Okay - I have a dilemma. So far my script converts page titles into categories. This is based on keywords, and when there is a match a certain score is added, I.e some words hold the value of 10, some only 1. This gets accumulated into a total score for each category.

[{15: [32, 'massages']}, {45: [12, 'hair-salon']}, {23,:[3, 'automotive service']}]

Index being the category id, first value the score second value the category.

In some instances this spans to over 10 category matches.

How can I filter this to only the top 60-75%

I.e clearly massages and hair salon are the most as they are well above automotive service. But how can this intelligence we use be programmed?

I was thinking stddev could help?

Edit

I am trying to filter out low scoring items e.g.

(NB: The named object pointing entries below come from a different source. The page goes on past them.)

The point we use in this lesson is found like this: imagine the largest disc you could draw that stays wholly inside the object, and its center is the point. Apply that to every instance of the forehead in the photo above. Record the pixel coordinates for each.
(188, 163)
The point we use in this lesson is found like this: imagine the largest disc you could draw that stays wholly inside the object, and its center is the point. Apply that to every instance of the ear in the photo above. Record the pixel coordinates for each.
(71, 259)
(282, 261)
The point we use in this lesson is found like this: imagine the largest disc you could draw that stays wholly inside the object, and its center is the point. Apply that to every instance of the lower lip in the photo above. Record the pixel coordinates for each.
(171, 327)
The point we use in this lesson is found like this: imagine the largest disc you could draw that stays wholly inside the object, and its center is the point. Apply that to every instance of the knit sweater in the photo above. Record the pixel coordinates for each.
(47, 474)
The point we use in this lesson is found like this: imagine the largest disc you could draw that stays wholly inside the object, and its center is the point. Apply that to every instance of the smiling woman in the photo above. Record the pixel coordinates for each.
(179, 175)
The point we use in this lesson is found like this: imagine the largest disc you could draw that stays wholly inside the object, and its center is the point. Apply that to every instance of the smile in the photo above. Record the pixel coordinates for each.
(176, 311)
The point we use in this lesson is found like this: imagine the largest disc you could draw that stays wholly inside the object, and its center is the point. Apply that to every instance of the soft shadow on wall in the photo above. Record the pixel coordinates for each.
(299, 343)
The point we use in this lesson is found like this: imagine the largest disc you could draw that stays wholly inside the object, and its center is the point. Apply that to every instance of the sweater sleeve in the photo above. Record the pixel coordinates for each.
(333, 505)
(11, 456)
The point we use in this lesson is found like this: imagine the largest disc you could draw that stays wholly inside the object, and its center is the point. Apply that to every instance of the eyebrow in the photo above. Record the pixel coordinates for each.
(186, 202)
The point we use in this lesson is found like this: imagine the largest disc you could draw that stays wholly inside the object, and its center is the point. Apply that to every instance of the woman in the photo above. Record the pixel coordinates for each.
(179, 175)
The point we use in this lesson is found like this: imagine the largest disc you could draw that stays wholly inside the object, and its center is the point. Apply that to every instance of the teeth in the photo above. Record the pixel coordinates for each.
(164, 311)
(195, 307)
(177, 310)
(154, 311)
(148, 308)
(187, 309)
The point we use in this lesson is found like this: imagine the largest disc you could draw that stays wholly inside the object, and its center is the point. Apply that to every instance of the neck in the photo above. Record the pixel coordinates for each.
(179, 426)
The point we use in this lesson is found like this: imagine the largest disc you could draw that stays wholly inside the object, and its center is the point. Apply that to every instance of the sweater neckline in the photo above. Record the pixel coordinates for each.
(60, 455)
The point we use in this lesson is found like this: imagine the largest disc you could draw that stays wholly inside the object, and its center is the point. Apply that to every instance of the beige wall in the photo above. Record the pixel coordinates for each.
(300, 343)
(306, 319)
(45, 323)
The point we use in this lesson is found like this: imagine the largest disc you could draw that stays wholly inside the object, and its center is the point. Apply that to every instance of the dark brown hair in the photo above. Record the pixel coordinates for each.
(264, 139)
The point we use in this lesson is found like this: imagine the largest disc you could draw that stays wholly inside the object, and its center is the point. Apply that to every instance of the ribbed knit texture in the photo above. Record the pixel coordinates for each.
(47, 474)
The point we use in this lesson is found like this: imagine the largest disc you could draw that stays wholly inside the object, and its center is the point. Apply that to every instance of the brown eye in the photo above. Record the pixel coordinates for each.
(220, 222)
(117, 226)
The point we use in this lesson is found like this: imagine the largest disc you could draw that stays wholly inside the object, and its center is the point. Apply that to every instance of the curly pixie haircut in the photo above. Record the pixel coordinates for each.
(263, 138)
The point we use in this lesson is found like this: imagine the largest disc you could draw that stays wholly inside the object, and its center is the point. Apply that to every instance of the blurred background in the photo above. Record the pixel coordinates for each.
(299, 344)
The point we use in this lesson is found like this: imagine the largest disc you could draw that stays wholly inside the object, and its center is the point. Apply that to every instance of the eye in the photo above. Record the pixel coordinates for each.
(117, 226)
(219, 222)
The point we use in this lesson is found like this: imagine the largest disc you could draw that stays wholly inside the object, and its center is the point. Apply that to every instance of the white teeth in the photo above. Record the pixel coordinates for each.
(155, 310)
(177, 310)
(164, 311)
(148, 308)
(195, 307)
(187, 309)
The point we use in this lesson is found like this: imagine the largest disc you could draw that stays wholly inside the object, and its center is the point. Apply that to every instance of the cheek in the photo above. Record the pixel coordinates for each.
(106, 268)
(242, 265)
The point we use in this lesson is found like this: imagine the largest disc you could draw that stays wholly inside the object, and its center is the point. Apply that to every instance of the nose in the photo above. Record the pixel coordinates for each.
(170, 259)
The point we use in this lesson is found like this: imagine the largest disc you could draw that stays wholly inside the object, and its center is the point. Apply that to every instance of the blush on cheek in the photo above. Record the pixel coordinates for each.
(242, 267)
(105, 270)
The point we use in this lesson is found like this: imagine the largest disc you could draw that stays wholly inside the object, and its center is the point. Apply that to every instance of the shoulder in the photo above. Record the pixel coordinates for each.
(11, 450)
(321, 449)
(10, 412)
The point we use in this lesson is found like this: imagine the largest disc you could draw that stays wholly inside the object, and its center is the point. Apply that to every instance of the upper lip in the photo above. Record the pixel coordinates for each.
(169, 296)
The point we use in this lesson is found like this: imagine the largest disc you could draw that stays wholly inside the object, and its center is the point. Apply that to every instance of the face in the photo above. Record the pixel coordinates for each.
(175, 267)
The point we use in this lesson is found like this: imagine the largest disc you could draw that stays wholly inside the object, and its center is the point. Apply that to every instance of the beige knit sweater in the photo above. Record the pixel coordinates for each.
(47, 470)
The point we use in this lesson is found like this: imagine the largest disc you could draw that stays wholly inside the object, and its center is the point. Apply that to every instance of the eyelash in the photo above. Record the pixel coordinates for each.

data = [{15: [32, 'massages']}, {45: [1, 'hair-salon']}, {23:[1, 'automotive service']}]]

Massages is the only high scoring item in this instance

data = [{15: [4, 'massages']}, {45: [2, 'hair-salon']}, {23:[1, 'automotive service']}]]

Stil massages

data = [{15: [10, 'massages']}, {45: [50, 'hair-salon']}, {23:[5, 'automotive service']}]]

Now hair-salon (as it is well above others)

So I need not take the first (N) objects, moreso, the first objects that are x higher then other numbers as a percentage or form of standard deviation.

So 50 is much higher then 10 and 5

10 is much higher then 3 or 2

However 9, 8 and 6 are much the same

Answer 1

Here's a solution using heapq.nlargest()

import heapq

data = [{15: [32, 'massages']}, {45: [12, 'hair-salon']}, {23:[3, 'automotive service']}]

N = int(len(data) * 0.6 + 1)
print heapq.nlargest(N, data, key = lambda x: next(x.itervalues())[0])

This prints:

[{15: [32, 'massages']}, {45: [12, 'hair-salon']}]

Edit: If you want to eliminate "low scoring items" then you need to define exactly what you mean by "low scoring".

Here's some code which takes an entirely arbitrary definition of "low scoring": a score is low if it is more than one standard deviation below the maximum:

import math

data = [{15: [32, 'massages']}, {45: [1, 'hair-salon']}, {23:[3, 'automotive service']}]

scores = [score for d in data for cat,(score,name) in d.iteritems()]
score_mean = sum(scores) / float(len(scores))
score_stdev = math.sqrt(sum(abs(s - score_mean)**2 for s in scores) / float(len(scores)))

print [d for d in data if next(d.itervalues())[0] > (max(scores) - score_stdev)]

This prints:

[{15: [32, 'massages']}]

Answer 2

yourdata = [{15: [32, 'massages']}, {45: [12, 'hair-salon']}, {23:[3, 'automotive service']}]

# transfer your data into a more usable format
data = [(score,cat,name) for dat in yourdata for cat,(score,name) in dat.iteritems()]

# sort on descending score
data.sort(reverse=True)

# throw away the low-scoring items
data = data[:int(len(data)*0.6 + 1)]

returns

[(32, 15, 'massages'), (12, 45, 'hair-salon')]

(the two highest-scoring items)